We also collected a specimen of Eunicella verrucosa and Alcyonium palmatum from the OOBs aquarium. We presented our research to OOBs staff and students on April the 27th: Marine connectivity in temperate systems: a molecular approach. From this, we initiated a potential collaboration with an oceanographic modeller and we hope to obtain samples of E. verrucosa from the relevant modeled area with the help of OOBs. These samples will provide important outgroups for both our population genetic and phylogeographic research. The genetic identity of the E. verrucosa colony will be particularly interesting as this species is rare in Banyuls; furthermore, there is thought to be little larval retention in this area. If we can assign this individual to another sample, we could gain insight into rare colonization events into a source area. We will remain in touch with the relevant people and hope to consolidate collaboration once our markers are finalized and when we have some preliminary data for the collected samples. We appreciate excellent organization and hospitality of Dr. Pasal Roman and Dr.

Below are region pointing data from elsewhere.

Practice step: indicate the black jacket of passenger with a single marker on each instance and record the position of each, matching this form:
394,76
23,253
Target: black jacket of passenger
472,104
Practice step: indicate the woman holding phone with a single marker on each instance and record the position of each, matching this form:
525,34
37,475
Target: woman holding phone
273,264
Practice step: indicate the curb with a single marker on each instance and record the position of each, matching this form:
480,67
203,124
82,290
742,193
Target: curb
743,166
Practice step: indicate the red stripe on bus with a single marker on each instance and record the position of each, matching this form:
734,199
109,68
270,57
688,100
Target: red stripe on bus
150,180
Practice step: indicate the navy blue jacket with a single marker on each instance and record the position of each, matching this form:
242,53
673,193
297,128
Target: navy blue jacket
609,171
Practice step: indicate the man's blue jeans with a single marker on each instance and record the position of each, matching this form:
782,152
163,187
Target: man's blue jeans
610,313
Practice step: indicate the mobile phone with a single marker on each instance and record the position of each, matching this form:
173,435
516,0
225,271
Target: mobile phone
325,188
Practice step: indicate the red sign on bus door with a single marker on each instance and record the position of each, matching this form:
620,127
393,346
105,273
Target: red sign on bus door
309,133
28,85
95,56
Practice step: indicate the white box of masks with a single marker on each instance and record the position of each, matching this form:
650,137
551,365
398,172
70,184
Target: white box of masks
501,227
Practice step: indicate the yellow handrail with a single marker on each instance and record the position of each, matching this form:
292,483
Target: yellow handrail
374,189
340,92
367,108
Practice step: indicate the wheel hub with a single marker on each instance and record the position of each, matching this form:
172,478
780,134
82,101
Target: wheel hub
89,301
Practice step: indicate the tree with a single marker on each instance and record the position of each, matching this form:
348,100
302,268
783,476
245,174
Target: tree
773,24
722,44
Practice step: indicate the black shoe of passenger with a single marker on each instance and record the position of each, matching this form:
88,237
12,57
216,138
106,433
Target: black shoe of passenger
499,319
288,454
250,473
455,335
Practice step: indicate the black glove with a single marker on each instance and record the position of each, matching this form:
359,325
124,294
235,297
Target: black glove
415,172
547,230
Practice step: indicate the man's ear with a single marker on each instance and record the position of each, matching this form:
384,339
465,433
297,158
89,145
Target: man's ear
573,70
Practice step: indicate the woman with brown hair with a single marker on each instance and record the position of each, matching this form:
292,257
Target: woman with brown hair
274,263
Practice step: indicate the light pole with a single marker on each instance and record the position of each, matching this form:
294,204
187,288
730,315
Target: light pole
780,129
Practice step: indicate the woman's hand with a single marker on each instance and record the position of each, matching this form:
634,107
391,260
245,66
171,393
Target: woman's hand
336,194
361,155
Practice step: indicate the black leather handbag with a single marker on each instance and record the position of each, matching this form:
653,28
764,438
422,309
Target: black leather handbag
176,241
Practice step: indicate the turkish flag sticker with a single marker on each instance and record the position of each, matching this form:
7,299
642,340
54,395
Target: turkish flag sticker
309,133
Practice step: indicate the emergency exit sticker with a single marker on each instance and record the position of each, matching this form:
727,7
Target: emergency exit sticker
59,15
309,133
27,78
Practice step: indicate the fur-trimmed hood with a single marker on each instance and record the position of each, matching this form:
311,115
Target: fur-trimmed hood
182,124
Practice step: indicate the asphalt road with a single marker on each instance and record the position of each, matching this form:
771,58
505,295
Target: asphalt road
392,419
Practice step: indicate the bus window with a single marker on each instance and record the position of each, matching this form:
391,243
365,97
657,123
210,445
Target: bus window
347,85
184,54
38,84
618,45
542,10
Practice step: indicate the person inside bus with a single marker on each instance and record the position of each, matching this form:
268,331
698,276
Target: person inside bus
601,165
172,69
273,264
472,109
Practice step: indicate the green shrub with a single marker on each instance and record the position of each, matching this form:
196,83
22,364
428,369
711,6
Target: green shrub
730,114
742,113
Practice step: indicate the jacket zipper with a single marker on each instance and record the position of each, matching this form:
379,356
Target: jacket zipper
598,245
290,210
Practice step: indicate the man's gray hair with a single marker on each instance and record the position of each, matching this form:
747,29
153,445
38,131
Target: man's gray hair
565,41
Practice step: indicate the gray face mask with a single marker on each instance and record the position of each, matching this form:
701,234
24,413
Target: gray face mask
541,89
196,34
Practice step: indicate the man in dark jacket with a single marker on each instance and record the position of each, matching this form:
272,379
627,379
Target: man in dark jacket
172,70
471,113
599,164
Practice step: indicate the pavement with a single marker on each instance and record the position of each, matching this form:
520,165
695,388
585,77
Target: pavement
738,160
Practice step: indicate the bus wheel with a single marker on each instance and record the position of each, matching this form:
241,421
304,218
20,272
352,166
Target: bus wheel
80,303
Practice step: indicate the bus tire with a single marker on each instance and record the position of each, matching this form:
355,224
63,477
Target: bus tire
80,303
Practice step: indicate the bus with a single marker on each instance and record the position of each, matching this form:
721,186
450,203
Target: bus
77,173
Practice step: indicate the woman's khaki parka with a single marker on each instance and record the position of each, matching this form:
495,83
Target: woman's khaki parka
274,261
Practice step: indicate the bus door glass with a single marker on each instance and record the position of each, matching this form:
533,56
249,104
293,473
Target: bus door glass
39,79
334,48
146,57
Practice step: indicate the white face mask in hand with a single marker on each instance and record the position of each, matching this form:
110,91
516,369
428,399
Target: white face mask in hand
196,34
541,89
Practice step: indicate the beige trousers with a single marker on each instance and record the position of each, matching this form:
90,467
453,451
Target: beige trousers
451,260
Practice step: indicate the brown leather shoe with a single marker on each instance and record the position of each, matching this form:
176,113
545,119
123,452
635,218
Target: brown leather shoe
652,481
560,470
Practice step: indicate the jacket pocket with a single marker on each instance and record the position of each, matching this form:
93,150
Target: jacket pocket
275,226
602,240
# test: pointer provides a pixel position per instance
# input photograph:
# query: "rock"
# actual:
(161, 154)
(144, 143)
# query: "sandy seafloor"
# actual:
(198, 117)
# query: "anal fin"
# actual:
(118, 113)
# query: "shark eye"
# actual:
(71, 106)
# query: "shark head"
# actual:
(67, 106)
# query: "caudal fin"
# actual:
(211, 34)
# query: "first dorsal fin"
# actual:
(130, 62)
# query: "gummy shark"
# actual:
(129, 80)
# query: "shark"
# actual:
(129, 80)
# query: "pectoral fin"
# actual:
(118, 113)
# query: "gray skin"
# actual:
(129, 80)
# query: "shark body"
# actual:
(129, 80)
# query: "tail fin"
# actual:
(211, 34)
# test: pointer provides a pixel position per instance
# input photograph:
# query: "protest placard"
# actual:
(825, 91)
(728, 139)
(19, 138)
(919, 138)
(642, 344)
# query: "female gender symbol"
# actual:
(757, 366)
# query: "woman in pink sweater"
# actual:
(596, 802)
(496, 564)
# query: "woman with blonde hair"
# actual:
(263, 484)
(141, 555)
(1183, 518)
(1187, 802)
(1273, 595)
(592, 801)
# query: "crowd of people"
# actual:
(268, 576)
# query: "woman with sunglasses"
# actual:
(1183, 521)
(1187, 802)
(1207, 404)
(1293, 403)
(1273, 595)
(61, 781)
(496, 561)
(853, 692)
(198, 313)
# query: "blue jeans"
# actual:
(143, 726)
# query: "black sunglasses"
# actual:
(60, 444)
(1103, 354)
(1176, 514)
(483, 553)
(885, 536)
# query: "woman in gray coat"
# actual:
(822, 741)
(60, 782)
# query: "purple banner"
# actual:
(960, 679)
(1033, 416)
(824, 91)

Anne-Marie Geneviere who made sure we had a productive and enjoyable stay at OOBs.

Isabelle CARRE

I have learned the transformation technique, which will be required to generate transgenic cell lines carrying epitope-tagged versions of transcription factors. I have also adapted the chromatin immunoprecipitation technique to Ostreococcus . We are now ready to begin the systematic identification of transcription factor binding sites, by chromatin immunoprecipitation using antibodies to the epitope tag.

Amatzia Genin

As planned, we carried out two cruises aboard the OOB´s research vessel during which we sampled zooplankton at 5, 10 and 40 m depth using closing plankton net. Each cruise day was followed by intensive laboratory work, lasting a few days, during which we microscopically sorted the samples collected on the cruises. Based on several tutorial sessions with a local expert on copepods (Dr. Claude Razouls), during which we learnt how to identify the local species and assessed their abundance and distribution, we selected two target species (Calanus and Paracalanus) which were found at the above depths. All the individuals belonging to those species were separated from the samples and photographed using a high-quality microscope with a digital camera. A total of 853 photographs were obtained. The quantity of lipids in each photographed copepod (contained in microscopically visible sacs or drops) will be measured at our home laboratory using standard image processing tools. An additional long plankton haul was carried out at a deep water station (500 m) during the second cruise to sample large, lipid-rich copepods that reside at great depths (down to 200 m). Those copepods were frozen in liquid nitrogen and transported to our home laboratory for further analyses. With the help of the highly-qualified and motivated OOB ship crew, we managed to overcome some loss of equipment (a part of a zooplankton net we brought along). Altogether the planned work was completed in full.